With US backing, Japan has been redeveloping its military prowess and seeking to overturn the post-World War II constitutional restrictions on such a buildup. That process has rapidly accelerated under Abe. Last December, Abe’s cabinet approved Japan’s first-ever “National Security Strategy” (NSS), which calls for a more aggressive military approach. Onodera briefed Antony on the NSS during Monday’s meeting.
To enhance closer ties with India, after taking office in December 2012, Abe’s cabinet also approved a major state visit to India by Japanese Emperor Akihito, which took place last November. That visit—responding to a decade-old invitation from India—was described by the Indian and Japanese media as a highly symbolic watershed in relations between the two countries.
Like Tokyo, New Delhi has a longstanding border dispute with China, which flared up last year. Last April, there was a weeks-long standoff between the Indian and Chinese militaries along the so-called Line of Actual Control (LAC) in the Ladakh region of the Indian state of Jammu and Kashmir. India and China waged a brief border war in 1962.

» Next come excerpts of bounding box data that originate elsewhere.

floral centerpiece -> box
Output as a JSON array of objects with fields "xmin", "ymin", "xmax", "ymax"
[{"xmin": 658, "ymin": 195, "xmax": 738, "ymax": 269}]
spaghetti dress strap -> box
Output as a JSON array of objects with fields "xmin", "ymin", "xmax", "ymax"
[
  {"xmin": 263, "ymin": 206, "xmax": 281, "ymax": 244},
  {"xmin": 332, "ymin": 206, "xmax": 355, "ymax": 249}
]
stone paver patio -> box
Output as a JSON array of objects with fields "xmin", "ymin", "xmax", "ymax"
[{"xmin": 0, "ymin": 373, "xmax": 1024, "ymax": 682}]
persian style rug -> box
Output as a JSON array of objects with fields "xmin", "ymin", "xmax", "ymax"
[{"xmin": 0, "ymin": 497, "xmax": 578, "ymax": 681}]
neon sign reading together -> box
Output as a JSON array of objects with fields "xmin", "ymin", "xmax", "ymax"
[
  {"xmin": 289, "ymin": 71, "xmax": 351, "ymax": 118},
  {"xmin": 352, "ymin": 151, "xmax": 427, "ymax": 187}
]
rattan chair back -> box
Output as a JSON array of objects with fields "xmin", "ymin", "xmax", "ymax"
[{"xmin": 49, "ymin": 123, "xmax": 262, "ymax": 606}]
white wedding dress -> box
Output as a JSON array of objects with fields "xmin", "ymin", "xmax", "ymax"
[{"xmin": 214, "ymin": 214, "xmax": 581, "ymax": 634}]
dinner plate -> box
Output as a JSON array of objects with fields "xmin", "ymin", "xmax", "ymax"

Indicating its enthusiasm for closer ties with Tokyo, the Indian government has invited Abe to be the chief guest at India’s Republic Day celebrations on January 26. It will be the first visit by a Japanese premier since 2011. Speaking in New Delhi on Monday, Natsuo Yamaguchi, the leader of the New Komeito Party, a coalition partner in Abe’s government, noted: “This is for the first time that a Japanese prime minister is going to be the chief guest” at India’s Republic Day celebrations. He declared: “I believe it will send a great epic signal … for the strengthening of the partnership.”
Abe’s visit will mark a further step in US-backed moves to bring Japan and India closer together in order to enhance its war preparations against China. In particular, the decision to expand ties between the air forces of the two countries takes place in the immediate aftermath of the crisis generated by Beijing declaring an air defence zone in the East China Sea.
As geo-political tensions escalate in Asia, moves for stronger military ties between India and Japan, as highlighted by Onodera’s visit, greatly heighten the danger of an isolated incident or mistake becoming the starting point for a conflict that draws in the region and the world.